Allí estaba Zars, el hijo del jefe, un torbellino de energía y músculos incipientes, lanzando piedras planas sobre la superficie del agua. Su risa, fuerte y despreocupada, llenó el aire. Era conocido por su espíritu inquieto y su rechazo a las formalidades que su posición le imponía. Al ver a Adriel, con su figura más menuda y su concentración evidente, una curiosidad inusual lo invadió. Se acercó, su sombra cayendo sobre el pergamino abierto.
— ¿Qué lees? — preguntó Zars, con una voz que, a pesar de su juventud, ya mostraba un tono de mando. Adriel levantó la vista, sorprendido.
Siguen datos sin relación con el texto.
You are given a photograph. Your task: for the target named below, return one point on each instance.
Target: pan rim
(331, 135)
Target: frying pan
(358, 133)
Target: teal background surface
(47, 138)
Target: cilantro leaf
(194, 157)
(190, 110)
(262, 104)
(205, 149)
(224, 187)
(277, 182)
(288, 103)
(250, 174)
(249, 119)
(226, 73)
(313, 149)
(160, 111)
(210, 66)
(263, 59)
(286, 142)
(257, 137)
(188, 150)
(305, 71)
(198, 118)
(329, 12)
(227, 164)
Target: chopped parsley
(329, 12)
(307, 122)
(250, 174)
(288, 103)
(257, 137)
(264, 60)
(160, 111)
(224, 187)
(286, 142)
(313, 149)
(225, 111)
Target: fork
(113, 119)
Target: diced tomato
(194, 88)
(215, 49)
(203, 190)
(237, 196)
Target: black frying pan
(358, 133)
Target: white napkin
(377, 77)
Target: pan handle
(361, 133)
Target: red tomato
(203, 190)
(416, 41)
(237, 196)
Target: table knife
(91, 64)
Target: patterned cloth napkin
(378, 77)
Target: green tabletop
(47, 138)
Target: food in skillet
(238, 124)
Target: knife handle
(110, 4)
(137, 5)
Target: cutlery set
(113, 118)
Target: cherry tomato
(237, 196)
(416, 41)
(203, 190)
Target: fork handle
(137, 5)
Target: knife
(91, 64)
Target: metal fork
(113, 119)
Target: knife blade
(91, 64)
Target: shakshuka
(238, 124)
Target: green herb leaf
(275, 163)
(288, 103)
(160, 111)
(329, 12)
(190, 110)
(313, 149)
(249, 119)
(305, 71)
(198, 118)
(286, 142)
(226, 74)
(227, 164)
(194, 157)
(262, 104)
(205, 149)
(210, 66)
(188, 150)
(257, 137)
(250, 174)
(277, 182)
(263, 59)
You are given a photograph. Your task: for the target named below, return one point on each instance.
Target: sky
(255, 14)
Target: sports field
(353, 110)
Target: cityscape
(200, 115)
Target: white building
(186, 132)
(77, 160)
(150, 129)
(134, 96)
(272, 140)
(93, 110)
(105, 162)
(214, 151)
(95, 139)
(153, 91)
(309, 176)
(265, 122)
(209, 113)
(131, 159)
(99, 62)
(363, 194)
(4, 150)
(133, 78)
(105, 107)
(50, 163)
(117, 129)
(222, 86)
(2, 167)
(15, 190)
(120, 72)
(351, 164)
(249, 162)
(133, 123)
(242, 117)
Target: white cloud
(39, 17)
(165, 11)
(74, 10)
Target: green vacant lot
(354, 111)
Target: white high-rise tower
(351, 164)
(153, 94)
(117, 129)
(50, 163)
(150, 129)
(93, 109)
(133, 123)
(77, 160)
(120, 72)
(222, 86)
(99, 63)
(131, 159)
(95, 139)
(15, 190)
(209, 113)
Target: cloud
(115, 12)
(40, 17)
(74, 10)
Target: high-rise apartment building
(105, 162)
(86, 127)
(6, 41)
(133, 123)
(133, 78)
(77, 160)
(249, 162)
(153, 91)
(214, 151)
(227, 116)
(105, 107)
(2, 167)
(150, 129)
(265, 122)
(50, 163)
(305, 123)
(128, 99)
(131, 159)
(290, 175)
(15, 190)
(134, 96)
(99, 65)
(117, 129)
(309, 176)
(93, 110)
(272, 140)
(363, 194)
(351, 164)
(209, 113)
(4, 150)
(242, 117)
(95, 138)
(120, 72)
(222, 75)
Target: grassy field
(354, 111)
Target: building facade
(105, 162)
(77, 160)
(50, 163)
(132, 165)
Rara vez alguien se interesaba por sus lecturas.
— Historias de antaño — respondió Adriel, con un rubor que subió por sus mejillas. — De un héroe que luchó contra un dragón —.
Zars frunció el ceño. — Suena aburrido. Ven y lanza piedras. Es más divertido —.
Adriel sonrió, una sonrisa tímida pero genuina. — Quizás para ti. A mí me gusta imaginar otros mundos —.
La respuesta de Adriel no fue lo que Zars esperaba. No hubo sumisión, ni la típica reverencia que los demás chicos le mostraban. Había una chispa de inteligencia en sus ojos, una calma inesperada. — Enséñame — dijo Zars, sentándose a su lado, sorprendiéndose a sí mismo por la petición.
Y así, bajo el sol implacable de Eldoria, entre las páginas de un pergamino antiguo y el murmullo del río, Adriel leyó, y Zars escuchó. Horas se desvanecieron mientras las palabras tejían imágenes de batallas épicas y amores prohibidos. Zars, que nunca había encontrado placer en los libros, se vio cautivado por la voz melódica de Adriel y las historias que cobraban vida. Ese día, no solo se conocieron dos jóvenes, sino que se sembraron las primeras semillas de una conexión que, sin saberlo, los llevaría por un camino de amor, tragedia y un destino inevitable.